最近有不少朋友在多次循环执行OpenCL内核程序的时候碰到一些问题。由于对OpenCL初学者而言可能比较普遍,因此我这里给出一个清晰简单的demo来掩饰如何简单又高效地执行循环执行OpenCL内核。
以下程序的大概意思与流程是:
内核程序含有两个参数,第一个参数既是输入又是输出,第二个参数仅仅用于输入。不过第一个参数只对其初始化一次,而第二个参数在每次循环执行新一次的内核程序前会再传递一次数据。这么做有助于同学更好地去理解、把握存储器对象的基本使用方法。
存储器对象在通过cl_context上下文创建完之后,其所在的GPU端的位置就不变了。因此,我们在循环执行内核程序之前不需要把存储器对象释放掉,然后重新分配。这么做就比较低效了。我们完全可以重用同一个存储器对象。
以下代码在我的MacBook Air上能完全通过编译执行。
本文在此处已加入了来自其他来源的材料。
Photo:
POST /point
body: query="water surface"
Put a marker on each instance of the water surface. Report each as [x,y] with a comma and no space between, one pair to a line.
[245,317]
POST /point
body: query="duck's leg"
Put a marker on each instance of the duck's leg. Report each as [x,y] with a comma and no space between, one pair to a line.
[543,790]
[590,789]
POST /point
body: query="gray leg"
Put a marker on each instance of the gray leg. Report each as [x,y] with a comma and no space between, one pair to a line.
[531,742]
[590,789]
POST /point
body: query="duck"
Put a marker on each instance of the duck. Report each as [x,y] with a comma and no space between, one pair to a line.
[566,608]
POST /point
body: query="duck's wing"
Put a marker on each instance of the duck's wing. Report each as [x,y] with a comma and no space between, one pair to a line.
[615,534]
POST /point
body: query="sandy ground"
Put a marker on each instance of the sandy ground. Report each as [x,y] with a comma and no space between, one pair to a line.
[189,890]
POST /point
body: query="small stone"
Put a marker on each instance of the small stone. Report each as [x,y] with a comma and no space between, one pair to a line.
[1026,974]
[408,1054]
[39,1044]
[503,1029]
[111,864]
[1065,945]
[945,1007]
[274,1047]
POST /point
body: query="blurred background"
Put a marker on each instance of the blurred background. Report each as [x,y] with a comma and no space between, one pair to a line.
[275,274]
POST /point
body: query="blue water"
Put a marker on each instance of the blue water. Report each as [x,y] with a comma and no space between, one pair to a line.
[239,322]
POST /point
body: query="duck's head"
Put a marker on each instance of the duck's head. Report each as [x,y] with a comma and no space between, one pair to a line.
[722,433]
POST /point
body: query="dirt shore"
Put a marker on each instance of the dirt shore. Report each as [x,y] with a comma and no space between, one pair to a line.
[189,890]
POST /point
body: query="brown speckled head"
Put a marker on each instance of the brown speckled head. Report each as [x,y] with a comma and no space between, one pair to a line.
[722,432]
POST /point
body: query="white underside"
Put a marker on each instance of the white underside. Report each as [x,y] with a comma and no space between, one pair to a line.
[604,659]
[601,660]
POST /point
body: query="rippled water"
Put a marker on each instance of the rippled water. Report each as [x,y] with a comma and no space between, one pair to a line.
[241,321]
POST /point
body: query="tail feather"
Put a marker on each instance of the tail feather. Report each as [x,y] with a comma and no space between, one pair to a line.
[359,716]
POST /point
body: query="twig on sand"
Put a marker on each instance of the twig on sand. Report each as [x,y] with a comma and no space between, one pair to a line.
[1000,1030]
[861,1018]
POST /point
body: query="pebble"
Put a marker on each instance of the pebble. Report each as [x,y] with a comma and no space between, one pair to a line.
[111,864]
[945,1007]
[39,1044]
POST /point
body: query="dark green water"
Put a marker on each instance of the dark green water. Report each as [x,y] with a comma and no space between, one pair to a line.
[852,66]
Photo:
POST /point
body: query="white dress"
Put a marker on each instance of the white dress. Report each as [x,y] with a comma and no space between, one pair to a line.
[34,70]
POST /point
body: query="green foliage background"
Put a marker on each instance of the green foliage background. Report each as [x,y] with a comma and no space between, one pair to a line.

没有任何warning。
执行环境:基于Haswell微架构的Intel Core i7 4650U,Intel HD Graphics 5000,8GB DDR3L,128GB SSD。
OS X 10.9.2 Mavericks,Xcode 5.1,Apple LLVM 5.1,支持GNU11标准的C编译器。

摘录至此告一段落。